Wikipedia has long been based on one of its most important principles – the neutral point of view (NPOV). In theory, this means that every article should present facts without bias. In practice, however, achieving full neutrality is a major challenge, especially across millions of articles written by people from all over the world.
A recently published scientific paper entitled “Cross-Topic Sentiment Analysis of Wikipedia Articles: A Comparative Study of AI Models” shows how artificial intelligence can help analyze this issue. The authors of the publication: Włodzimierz Lewoniewski, Milena Stróżyna, Izabela Czumałowska, Aleksandra Wojewoda, Krzysztof Węcel. The researchers examined around 7 million articles from the English-language Wikipedia, seeking to answer the question: is the language used in these texts truly neutral?
At first glance, one might think it is enough to check whether a text contains positive or negative words. However, the problem is much more complex. Wikipedia articles are long and cover multiple threads; their style varies depending on the field, such as politics or quantum physics; and they sometimes describe controversial topics. This means that subtle differences in wording can suggest bias, even when there are no obvious emotionally charged words.
As part of the research, several different approaches to language analysis were used:
- lexicon-based models, such as TextBlob and VADER, which rely on predefined word lists,
- modern language models based on transformer architecture, such as RoBERTa and DistilBERT.
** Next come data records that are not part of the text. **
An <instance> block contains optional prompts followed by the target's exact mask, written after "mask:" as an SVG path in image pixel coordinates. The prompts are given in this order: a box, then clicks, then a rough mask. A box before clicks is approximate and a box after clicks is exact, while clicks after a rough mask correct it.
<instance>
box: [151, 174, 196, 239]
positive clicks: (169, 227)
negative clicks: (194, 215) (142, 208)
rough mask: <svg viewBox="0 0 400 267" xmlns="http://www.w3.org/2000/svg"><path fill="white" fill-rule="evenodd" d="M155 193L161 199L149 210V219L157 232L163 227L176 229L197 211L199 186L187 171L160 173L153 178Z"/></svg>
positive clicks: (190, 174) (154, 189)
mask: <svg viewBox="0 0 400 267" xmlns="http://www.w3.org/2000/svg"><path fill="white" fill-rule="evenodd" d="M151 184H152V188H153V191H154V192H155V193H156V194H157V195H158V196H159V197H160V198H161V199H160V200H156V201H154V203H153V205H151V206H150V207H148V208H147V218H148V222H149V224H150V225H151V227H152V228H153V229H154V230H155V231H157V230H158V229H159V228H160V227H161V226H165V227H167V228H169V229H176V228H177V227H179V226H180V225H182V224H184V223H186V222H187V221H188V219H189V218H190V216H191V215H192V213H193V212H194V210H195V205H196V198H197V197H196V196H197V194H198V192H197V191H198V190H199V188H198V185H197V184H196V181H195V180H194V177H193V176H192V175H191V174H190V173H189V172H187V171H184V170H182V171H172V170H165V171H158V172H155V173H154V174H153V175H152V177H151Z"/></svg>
The results show that Wikipedia’s neutrality is not uniform; it varies across subject areas. The choice of model can significantly affect the assessment of a text, and in the case of long and complex articles, it is necessary to combine evaluations from smaller fragments. The findings may also have practical applications. For example, they could support better quality control on Wikipedia: automated systems could identify passages that deviate from neutrality, helping editors correct them more quickly. Another application is the fight against disinformation: similar methods can be used to analyze online articles and detect biased or manipulative content. Such technologies can help internet users better understand when a text is objective and when it is trying to influence their opinion.
One of the most important outcomes of the research is a publicly available dataset, released on Hugging Face, which contains sentiment scores assigned by different models to around 7 million English-language Wikipedia articles. Supplementary materials have also been made available, providing a clearer understanding of how the analysis was conducted.
The scientific paper was presented at the IJCAI 2025 conference. The publication is available under DOI: 10.1007/978-3-032-18920-2_34.
This research is supported by the project “OpenFact – artificial intelligence tools for verification of the veracity of information sources and fake news detection” (INFOSTRATEG-I/0035/2021-00), granted within the INFOSTRATEG I program of the National Center for Research and Development, under the topic: Verifying information sources and detecting fake news.